Weekends she spent in East Hampton, where her lover had a small house. Paris came up and spent a week while they were on vacation, and they promised to come to Windflower. “You should see it,” Rima told him. “It’s the most beautiful place in the world. It’s really something to see.”
They went to Windflower for one weekend. Paris was hardly ever there; she was always traveling or visiting someone. The leaves were very thick and green on the huge trees, and tiny white windflowers sprinkled the grass on the acres and acres of rolling hills. Molly Forbes, the caretaker, prematurely white-haired now but still as slim and lithe as she had been twenty years ago, ran down the hill surrounded by her dogs. Paris remembered when Richie had been a child, Molly running down the hill with Richie and her two little boys; all of them grown up now and gone away.
“What ever became of Basil?” Rima asked Paris. She knew all of the family and remembered their names, even the ones she had seen only once or twice when they came to visit. “He was so handsome,” she told her lover. “I used to joke and say I’d marry him if he ever got divorced.
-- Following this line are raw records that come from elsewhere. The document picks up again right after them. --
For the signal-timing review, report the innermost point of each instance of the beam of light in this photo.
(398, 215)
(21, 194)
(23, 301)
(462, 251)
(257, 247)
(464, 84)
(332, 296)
Are you jealous?”
“Nope.”
“He’s fine,” Paris said. “His son Hervé is in Budapest working for a movie director on location there. He’s a chairgetter.”
“What’s a chairgetter?”
“You know: the director says, ‘Hervé go get a chair,’ and Hervé does.”
“Didn’t he once want to be a movie star?”
“Yes, well, now he wants to be a director. And Geneviève, Basil’s daughter, is going to college and going steady with supposedly a very nice boy. They’re both at summer school now.”
“Wouldn’t it be great to be young now?” Rima said. “Boys and girls can be
friends
. We could go to summer school and live in a coed dorm. It was horrible being young when we were young.”
“I think it must always be horrible being young,” Paris said.
This summer there was a purpose to Paris’ traveling, more than the usual one of work or vacation. All her life she had planned, quietly, secretly, stubbornly, to get what she wanted, and now she wanted the next great step in her life plan. She didn’t think of it as “the last step” because it was more a beginning than an end. She was looking for a place to spend her future summers.
It seemed to her that all her life her parents had been telling her it was the wrong time to be happy, at least on other terms than theirs. First she was too young, it was improper, what would people think? If you were free when you were young you were throwing your life away out of ignorance, because you should be planning for your Real Happiness, whatever that was. Probably they meant a kind of security, safety, achieved through a sensible husband who would enter the family circle and close it behind him and Paris so they would be safe in the fortress evermore. But when she got older, and was not married, her parents began worrying about her old age, so now they spoke of saving money, putting money away for the future, for her old age, and although they never spoke the dreaded words they meant “your lonely old age.” She wasn’t even forty yet and her mother spoke of nice homes for the elderly where wealthy people could go when they were alone so they could be cared for. Her mother was already thinking of her as if she were ninety! Where was her life, the life she had planned for and waited for, her maturity? Where was the enjoyment of now? There was only fear of the future, while now disappeared in a succession of lonely days. Paris didn’t want to be an old lady with a young gigolo on the Riviera, she wasn’t a fool, but she didn’t want to end up in an old-age home either. She wanted to enjoy something now. This was to be her last summer at Windflower. She would find a house and buy it, and spend her summers there. She told no one but Rima, knowing her parents would get hysterical.